Recycle: Old newspapers used to grow carbon nanotubes

Posted Nov 27, 2019 by Tim Sandle
A study shows how old newspaper can be used as a low-cost and green solution for the large-scale production of single walled carbon nanotubes. The nanotubes can be used in electronics and optics technology.
Stanford engineers have created a four-layer prototype high-rise chip. In this representation  the b...
Stanford engineers have created a four-layer prototype high-rise chip. In this representation, the bottom and top layers are logic transistors. Sandwiched between them are two layers of memory. The vertical tubes are nanoscale electronic "elevators" that connect logic and memory, allowing them to work together to solve problems.
Max Shulaker
Carbon nanotubes are tiny molecules with useful physical properties, with diameters in the range of a nanometer, making them ideal for microelectronics. Single-walled versions are one dimensional, cylindrically shaped allotropes of carbon.

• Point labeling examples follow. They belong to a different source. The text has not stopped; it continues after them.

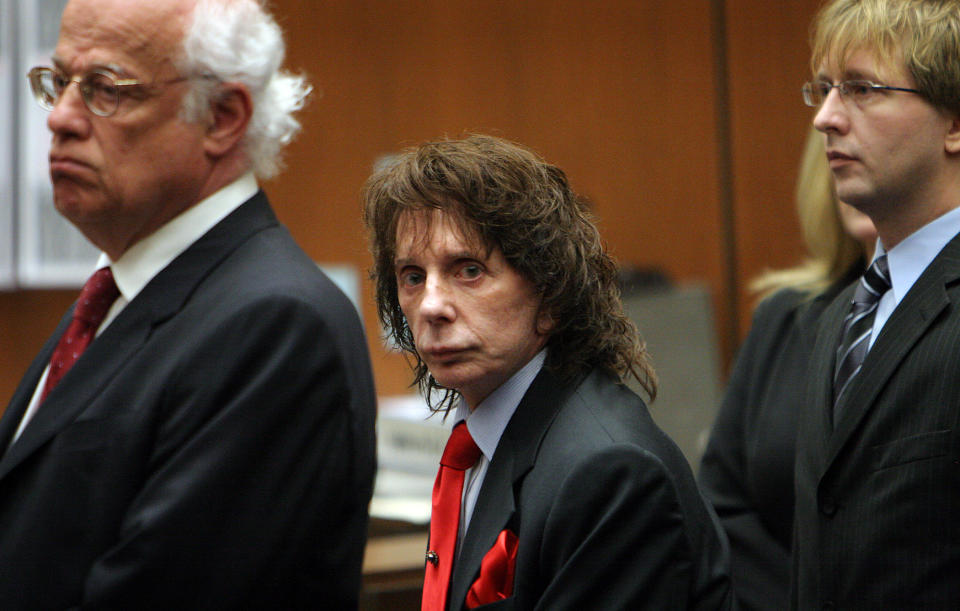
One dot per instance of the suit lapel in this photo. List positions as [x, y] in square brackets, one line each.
[21, 397]
[161, 299]
[515, 455]
[907, 324]
[824, 356]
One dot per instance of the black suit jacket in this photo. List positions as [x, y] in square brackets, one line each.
[878, 495]
[604, 504]
[747, 469]
[212, 449]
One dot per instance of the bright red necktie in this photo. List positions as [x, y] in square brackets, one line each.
[97, 296]
[460, 454]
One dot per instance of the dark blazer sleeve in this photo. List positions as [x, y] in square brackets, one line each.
[762, 389]
[255, 409]
[619, 537]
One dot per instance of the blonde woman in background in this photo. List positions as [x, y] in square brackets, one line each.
[747, 470]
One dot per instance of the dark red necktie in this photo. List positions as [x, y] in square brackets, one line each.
[97, 296]
[460, 454]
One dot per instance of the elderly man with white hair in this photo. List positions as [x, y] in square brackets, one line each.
[198, 431]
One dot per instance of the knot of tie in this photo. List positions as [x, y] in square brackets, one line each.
[95, 299]
[461, 451]
[874, 283]
[97, 296]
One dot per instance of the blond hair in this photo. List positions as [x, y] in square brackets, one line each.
[921, 35]
[831, 252]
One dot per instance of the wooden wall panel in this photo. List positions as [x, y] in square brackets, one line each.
[768, 61]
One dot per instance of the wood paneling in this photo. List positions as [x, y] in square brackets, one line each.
[620, 94]
[768, 62]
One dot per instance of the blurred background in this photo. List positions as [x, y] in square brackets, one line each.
[681, 120]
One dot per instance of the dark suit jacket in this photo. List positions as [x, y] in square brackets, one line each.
[878, 496]
[212, 449]
[747, 469]
[604, 504]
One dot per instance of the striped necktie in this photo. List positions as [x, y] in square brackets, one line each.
[857, 327]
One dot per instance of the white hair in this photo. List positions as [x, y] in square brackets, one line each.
[239, 41]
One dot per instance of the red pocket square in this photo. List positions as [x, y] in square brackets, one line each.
[496, 572]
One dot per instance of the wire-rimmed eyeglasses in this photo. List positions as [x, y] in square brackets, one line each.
[100, 89]
[859, 92]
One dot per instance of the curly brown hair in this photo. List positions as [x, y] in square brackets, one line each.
[513, 200]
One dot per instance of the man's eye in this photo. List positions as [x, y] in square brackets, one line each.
[859, 89]
[60, 82]
[471, 271]
[410, 278]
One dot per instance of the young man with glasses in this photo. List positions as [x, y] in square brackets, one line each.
[198, 432]
[877, 478]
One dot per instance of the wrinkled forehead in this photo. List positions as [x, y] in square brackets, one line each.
[416, 229]
[139, 37]
[859, 63]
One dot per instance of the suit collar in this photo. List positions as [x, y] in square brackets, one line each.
[514, 457]
[911, 319]
[163, 297]
[145, 259]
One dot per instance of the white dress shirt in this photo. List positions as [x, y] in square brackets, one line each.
[908, 259]
[148, 257]
[486, 424]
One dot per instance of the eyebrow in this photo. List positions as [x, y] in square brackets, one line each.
[112, 68]
[851, 75]
[454, 256]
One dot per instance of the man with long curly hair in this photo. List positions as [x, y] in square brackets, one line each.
[492, 277]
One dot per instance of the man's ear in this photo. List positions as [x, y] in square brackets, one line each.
[545, 322]
[952, 141]
[230, 112]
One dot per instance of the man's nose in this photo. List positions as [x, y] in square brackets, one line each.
[437, 302]
[69, 114]
[832, 114]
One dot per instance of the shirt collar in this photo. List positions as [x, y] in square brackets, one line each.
[145, 259]
[487, 422]
[909, 258]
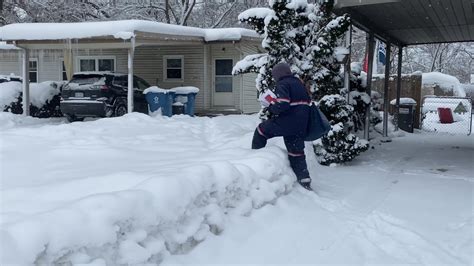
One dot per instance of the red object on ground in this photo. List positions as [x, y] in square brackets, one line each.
[445, 115]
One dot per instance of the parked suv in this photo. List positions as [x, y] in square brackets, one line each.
[101, 94]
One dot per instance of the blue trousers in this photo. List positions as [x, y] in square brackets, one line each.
[294, 146]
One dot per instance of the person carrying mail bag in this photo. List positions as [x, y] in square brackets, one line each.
[290, 112]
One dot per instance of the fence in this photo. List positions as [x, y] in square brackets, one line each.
[447, 114]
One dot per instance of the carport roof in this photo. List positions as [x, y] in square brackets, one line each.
[124, 29]
[410, 22]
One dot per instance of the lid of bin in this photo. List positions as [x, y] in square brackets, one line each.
[156, 90]
[404, 101]
[185, 90]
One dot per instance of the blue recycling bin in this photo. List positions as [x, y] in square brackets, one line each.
[161, 100]
[188, 100]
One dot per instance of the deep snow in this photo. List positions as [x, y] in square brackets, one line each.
[181, 190]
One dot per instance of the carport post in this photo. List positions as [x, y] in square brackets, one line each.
[131, 52]
[347, 65]
[26, 82]
[386, 97]
[399, 85]
[370, 58]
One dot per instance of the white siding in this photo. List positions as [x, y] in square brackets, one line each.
[148, 64]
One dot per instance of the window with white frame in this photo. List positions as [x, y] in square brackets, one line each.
[91, 63]
[173, 67]
[223, 75]
[33, 74]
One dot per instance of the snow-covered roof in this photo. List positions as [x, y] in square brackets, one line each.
[5, 46]
[444, 81]
[122, 29]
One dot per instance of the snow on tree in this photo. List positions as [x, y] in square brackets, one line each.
[306, 36]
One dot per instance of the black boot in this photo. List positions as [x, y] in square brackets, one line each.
[305, 183]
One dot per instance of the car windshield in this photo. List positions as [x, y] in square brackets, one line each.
[86, 79]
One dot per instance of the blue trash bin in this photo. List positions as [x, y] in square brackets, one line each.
[163, 100]
[186, 96]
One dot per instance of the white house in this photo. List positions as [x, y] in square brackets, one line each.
[164, 55]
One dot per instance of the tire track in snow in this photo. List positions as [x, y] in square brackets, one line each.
[387, 233]
[395, 239]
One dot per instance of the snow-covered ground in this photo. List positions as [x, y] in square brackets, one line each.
[181, 190]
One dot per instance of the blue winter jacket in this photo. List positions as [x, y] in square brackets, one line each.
[291, 108]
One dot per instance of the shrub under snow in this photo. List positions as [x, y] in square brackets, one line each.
[44, 97]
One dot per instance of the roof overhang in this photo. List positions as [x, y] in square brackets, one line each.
[411, 22]
[115, 34]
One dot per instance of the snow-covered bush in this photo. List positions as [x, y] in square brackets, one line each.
[360, 100]
[306, 36]
[45, 98]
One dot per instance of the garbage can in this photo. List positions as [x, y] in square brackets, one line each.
[158, 98]
[406, 114]
[187, 97]
[178, 108]
[445, 115]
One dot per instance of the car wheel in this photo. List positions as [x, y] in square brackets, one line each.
[120, 108]
[73, 118]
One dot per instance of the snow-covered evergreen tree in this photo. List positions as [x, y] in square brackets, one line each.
[306, 36]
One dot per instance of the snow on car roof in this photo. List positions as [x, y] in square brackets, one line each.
[122, 29]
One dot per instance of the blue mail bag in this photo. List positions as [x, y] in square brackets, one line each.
[318, 124]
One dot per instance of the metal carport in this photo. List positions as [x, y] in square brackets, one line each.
[408, 22]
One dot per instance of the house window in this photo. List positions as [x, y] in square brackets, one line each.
[173, 68]
[87, 64]
[223, 77]
[33, 74]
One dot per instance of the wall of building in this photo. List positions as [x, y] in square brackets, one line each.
[149, 65]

Complexities with the mass production of carbon nanotubes include the considerable expense involved in building suitable surfaces for chemical growth, plus methods used to scale-up processes, which are limited because only single surface growth processes are generally available.

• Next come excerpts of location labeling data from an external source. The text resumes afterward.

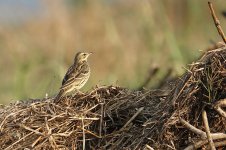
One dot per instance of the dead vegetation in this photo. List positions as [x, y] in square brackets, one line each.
[189, 115]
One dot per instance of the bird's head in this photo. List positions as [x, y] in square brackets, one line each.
[81, 56]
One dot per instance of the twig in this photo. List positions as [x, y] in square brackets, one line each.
[10, 146]
[84, 136]
[217, 22]
[101, 118]
[32, 130]
[215, 136]
[149, 147]
[132, 118]
[206, 125]
[218, 105]
[51, 139]
[193, 129]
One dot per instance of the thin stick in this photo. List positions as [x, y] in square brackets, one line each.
[84, 135]
[206, 125]
[101, 118]
[217, 22]
[193, 129]
[218, 105]
[132, 118]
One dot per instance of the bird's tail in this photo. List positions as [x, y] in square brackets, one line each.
[59, 96]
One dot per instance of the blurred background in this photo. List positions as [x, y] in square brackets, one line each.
[38, 41]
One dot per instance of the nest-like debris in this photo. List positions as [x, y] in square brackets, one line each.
[190, 116]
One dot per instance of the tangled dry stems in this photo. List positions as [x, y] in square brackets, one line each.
[190, 115]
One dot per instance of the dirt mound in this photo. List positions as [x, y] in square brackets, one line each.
[117, 118]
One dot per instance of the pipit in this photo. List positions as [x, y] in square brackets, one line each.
[76, 76]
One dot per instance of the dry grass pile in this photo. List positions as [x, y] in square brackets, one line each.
[188, 116]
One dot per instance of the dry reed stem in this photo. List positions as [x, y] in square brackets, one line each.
[206, 125]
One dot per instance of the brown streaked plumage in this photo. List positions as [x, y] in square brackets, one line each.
[76, 76]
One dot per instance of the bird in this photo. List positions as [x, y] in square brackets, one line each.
[76, 76]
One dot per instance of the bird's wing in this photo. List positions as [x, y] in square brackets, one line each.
[73, 76]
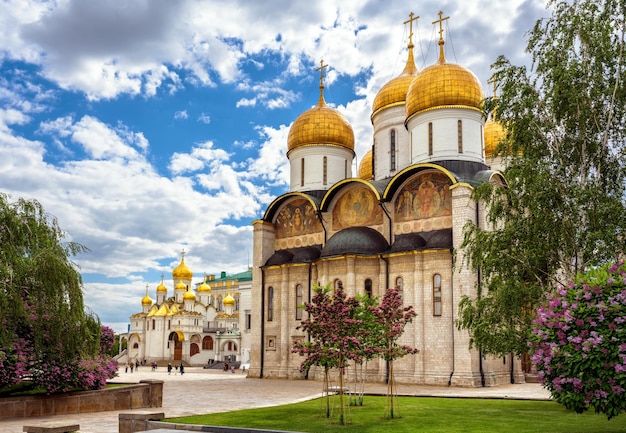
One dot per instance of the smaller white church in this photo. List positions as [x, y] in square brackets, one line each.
[206, 324]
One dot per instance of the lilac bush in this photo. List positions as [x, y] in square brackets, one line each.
[579, 342]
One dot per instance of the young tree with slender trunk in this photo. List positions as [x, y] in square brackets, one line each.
[392, 317]
[333, 328]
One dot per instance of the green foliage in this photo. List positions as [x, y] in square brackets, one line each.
[46, 334]
[563, 208]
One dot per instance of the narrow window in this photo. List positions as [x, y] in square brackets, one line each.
[400, 287]
[270, 304]
[430, 138]
[299, 302]
[460, 135]
[392, 156]
[436, 295]
[374, 160]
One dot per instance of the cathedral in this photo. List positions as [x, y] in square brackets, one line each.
[208, 326]
[398, 222]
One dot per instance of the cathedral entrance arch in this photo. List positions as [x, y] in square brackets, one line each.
[176, 339]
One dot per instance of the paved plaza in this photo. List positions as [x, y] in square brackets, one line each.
[201, 391]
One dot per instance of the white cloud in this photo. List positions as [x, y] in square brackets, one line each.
[181, 115]
[204, 118]
[245, 102]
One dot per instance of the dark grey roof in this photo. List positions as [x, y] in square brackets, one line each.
[435, 239]
[355, 240]
[295, 255]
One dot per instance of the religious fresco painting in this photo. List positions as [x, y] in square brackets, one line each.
[296, 218]
[357, 207]
[423, 197]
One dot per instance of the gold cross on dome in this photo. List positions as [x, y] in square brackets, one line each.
[493, 81]
[440, 21]
[412, 18]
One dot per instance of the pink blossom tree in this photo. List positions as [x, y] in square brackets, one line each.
[392, 318]
[579, 342]
[333, 329]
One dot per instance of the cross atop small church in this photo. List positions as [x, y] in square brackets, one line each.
[440, 21]
[412, 17]
[493, 81]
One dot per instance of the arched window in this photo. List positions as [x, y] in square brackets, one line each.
[299, 305]
[400, 287]
[460, 135]
[270, 304]
[430, 138]
[436, 295]
[374, 160]
[193, 349]
[207, 343]
[368, 287]
[392, 151]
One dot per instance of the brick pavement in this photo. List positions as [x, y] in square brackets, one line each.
[201, 391]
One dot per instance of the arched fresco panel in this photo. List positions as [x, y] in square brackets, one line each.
[424, 203]
[357, 207]
[297, 225]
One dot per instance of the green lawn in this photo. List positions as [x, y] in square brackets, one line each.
[419, 414]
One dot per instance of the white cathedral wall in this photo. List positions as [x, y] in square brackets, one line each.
[445, 135]
[383, 122]
[339, 166]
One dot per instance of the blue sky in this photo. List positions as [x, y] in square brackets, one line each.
[151, 126]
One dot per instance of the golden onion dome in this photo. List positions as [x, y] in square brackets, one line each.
[229, 300]
[161, 287]
[320, 125]
[443, 85]
[146, 300]
[365, 168]
[204, 287]
[394, 92]
[182, 271]
[494, 132]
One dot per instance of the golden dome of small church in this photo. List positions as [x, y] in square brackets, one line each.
[398, 222]
[208, 326]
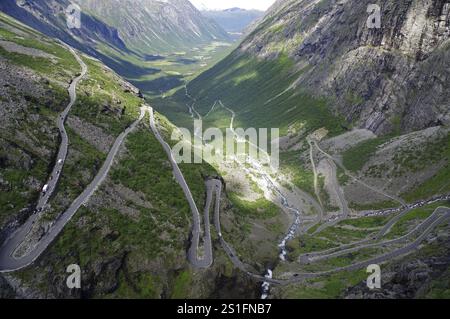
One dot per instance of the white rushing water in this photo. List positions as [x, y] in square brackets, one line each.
[289, 236]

These issues can be overcome using an unlikely source - old newspapers. Scientists from Swansea University have discovered that the considerable surface area of newspapers offers and ideal space to chemically grow carbon nanotubes. This is provided that the newspaper has been made from kaolin, which is china clay (used as sizing in newspaper production). Kaolin avoids a reaction with the growth catalyst used to trigger nanotube formation, whereas other newspaper sizing materials, like calcium carbonate cause interference.

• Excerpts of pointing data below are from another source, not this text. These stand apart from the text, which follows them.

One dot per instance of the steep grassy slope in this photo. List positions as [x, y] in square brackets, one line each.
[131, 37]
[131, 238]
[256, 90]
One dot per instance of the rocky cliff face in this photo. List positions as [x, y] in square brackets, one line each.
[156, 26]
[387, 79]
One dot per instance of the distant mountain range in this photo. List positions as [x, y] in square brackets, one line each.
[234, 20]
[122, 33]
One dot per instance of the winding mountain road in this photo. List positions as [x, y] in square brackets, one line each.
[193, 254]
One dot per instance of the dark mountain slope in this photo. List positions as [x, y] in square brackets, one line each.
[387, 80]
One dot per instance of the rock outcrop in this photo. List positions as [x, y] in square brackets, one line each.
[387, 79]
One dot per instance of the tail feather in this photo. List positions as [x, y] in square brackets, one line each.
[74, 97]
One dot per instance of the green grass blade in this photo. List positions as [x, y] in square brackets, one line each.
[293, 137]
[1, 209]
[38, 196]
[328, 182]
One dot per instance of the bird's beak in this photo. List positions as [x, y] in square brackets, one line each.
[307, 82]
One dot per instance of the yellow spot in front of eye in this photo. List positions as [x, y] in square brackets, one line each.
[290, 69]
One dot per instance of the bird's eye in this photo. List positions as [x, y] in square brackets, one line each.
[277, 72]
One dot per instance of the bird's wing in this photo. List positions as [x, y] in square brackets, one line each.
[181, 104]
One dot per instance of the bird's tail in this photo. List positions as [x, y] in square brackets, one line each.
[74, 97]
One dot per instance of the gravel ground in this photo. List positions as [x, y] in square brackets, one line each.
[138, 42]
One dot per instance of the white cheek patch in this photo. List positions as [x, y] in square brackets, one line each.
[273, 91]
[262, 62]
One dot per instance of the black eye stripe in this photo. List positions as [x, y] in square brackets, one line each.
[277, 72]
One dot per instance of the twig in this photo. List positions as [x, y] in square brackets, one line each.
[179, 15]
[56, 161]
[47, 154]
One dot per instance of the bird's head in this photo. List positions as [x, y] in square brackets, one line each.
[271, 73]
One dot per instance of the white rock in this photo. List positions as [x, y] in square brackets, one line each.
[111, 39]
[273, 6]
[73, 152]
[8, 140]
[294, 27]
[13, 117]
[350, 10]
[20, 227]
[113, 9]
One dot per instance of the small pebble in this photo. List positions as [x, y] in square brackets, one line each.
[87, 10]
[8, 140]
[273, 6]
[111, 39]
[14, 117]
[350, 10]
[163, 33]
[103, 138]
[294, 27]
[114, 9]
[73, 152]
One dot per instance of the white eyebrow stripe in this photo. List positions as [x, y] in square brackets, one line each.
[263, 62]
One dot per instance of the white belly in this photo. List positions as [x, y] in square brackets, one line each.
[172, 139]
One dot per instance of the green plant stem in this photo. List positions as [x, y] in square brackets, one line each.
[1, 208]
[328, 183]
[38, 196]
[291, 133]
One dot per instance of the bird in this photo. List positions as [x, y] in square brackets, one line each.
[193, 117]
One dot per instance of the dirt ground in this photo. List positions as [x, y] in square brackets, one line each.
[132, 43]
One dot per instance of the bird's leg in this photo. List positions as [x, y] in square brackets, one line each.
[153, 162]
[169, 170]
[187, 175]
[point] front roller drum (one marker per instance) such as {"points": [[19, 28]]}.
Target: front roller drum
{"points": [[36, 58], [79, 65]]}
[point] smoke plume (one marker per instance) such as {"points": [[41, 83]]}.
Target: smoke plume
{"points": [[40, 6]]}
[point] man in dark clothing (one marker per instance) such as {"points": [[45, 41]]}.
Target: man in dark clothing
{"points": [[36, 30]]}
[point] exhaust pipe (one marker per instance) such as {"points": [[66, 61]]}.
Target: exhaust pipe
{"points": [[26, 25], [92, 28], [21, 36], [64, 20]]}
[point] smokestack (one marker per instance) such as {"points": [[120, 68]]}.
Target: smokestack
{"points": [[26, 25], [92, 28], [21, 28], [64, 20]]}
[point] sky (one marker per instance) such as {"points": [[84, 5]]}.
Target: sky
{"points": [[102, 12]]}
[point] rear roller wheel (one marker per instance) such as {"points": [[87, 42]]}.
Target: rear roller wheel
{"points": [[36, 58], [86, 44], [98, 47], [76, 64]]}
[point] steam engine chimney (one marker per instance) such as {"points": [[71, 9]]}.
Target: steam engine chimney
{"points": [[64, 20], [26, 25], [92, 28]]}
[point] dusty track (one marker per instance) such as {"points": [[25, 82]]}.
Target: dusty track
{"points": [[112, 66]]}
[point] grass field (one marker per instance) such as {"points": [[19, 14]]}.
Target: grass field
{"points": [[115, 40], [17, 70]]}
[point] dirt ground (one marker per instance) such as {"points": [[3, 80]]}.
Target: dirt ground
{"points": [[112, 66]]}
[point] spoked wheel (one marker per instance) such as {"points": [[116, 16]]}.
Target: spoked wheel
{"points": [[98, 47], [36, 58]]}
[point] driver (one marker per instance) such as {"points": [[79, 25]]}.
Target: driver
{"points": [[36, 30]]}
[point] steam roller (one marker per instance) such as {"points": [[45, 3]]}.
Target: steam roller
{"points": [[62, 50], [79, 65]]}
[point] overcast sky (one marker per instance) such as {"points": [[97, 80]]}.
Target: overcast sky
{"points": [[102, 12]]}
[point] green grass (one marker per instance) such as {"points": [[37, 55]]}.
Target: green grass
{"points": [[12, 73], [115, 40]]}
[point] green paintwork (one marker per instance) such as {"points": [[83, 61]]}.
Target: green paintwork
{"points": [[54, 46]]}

According to principal scientist Professor Bruce Brinson: "Newspapers have the benefit of being used in a roll-to-roll process in a stacked form making it an ideal candidate as a low-cost stackable two-dimensional surface to grow carbon nanotubes."
Carbon nanotubes can be used for many applications, such as conductive films to be used with touchscreen displays for electronic devices, flexible electronics, electricity-generating fabricss, plus and antennas for 5G networks.
The development has been published in the journal C — Journal of Carbon Research. The paper is called "From Newspaper Substrate to Nanotubes—Analysis of Carbonized Soot Grown on Kaolin Sized Newsprint."